Il rapporto personale con Xatar, invece, è descritto minuziosamente da Akin, che ci tiene a ribadire la fiducia accordatagli da Hijabi sin dal giorno del pranzo che li ha fatti conoscere, andato in scena proprio ad Amburgo. “Xatar è stato indispensabile sul set”, dice ora l'autore tedesco. “Gli ho spiegato da subito che volevamo girare un film e non una serie. Lui si è fidato della mia visione e mi ha aperto le porte della sua vita pazzesca, costringendomi a esplorare codici di cui ero letteralmente all'oscuro.
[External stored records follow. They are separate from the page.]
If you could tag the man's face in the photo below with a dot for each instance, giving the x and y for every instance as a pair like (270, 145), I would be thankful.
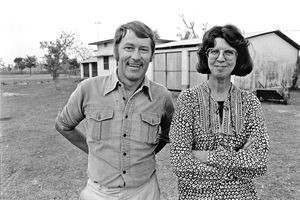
(134, 57)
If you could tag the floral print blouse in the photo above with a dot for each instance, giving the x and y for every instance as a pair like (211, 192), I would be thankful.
(230, 169)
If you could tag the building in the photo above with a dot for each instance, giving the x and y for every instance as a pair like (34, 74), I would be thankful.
(275, 57)
(104, 61)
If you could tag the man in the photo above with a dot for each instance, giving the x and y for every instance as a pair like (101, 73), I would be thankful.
(128, 119)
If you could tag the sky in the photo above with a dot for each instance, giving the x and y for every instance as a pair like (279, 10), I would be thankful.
(24, 24)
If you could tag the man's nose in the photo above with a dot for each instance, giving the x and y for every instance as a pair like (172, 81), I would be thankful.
(136, 54)
(221, 56)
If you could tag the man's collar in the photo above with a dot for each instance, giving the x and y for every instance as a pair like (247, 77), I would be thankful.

Dal linguaggio agli orologi, passando per le scarpe: tutti dettagli che nella scena rap trovano un proprio significato". E sono proprio i dettagli a fare la differenza in Rheingold, che il regista definisce “il film più complesso che mi sia mai trovato a girare”. E non soltanto per la pandemia, che, tra le altre cose, ha costretto troupe e cast a noleggiare un aereo per uscire dal Marocco in pieno lockdown a causa della variante Omicron. 

"Non si possono fermare le migrazioni"

Rheingold, in fondo, come quasi tutto il cinema di Akin, è un'opera che parla, seppur a modo suo, di migrazioni e di un'integrazione che molti in Europa faticano ancora a digerire. “Sono processi che, seppur nella loro complessità, fanno parte da sempre dell'evoluzione umana”, dice il regista, “a cambiare sono soltanto le ragioni che li alimentano”. “Tra chi apre al cambiamento e chi ne è spaventato ci sarà sempre un'opposizone”, aggiunge, “ma non possiamo fingere di ignorare le responsabilità dei Paesi europei nell'alimentare la clandestintà, foraggiando Stati poco democratici per impedire ai rifugiati di trovare una via di fuga”. Alla fine”, conclude, “non è poi così diverso dall'affidarsi a una delle gang che si vedono anche nel mio film”.